The prosecutors’ goal was to profile Trump not as a spectator, but rather as the “chief” who spread electoral falsehoods, then encouraged supporters to challenge the results in Washington and stir dissatisfaction with rhetoric about fighting and take back the land.

Democrats are also demanding that he be banned from holding future federal office.

But Trump’s lawyers say that goal only underscores the “hatred” the Democrats feel for Trump. During the trial, they showed clips of Democrats questioning the legitimacy of his presidency, suggesting as early as 2017 that he should be impeached.

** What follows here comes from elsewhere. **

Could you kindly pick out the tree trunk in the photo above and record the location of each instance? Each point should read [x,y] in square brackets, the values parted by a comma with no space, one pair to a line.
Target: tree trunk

“Hatred is at the heart of the house managers ‘fruitless attempts to blame Donald Trump for the rioters’ criminal acts based on double rumors from far-right groups based on no real evidence other than rank speculation,” said Van der Veen.

Trump’s lawyers note that in the same Jan. 6 speech, he encouraged the crowd to behave “peacefully,” and they argue that his comments – and his general distrust of the election results – are all protected by the First Amendment. Democrats strongly oppose that claim, saying his words were not a political speech, but rather amounted to direct incitement to violence.

The defense attorneys also came back to Tuesday’s arguments that the trial itself is unconstitutional because Trump is no longer in office. The Senate rejected that claim when it voted to go ahead with the trial.

On Thursday, with little hope of conviction by the required two-thirds of the Senate, the Democrats delivered a harrowing case to the American public, describing in grim, personal terms the terror they faced that day – some of it in the Senate Chamber where senators now sit as jurors. They used security videos of rioters threateningly looking for house speaker Nancy Pelosi and Vice President Mike Pence, smashing into the building and waging bloody hand-to-hand battles with the police.

They showed the many public and explicit instructions Trump gave his supporters – long before the White House rally that unleashed the deadly assault on the Capitol when Congress upheld Democrat Joe Biden’s victory.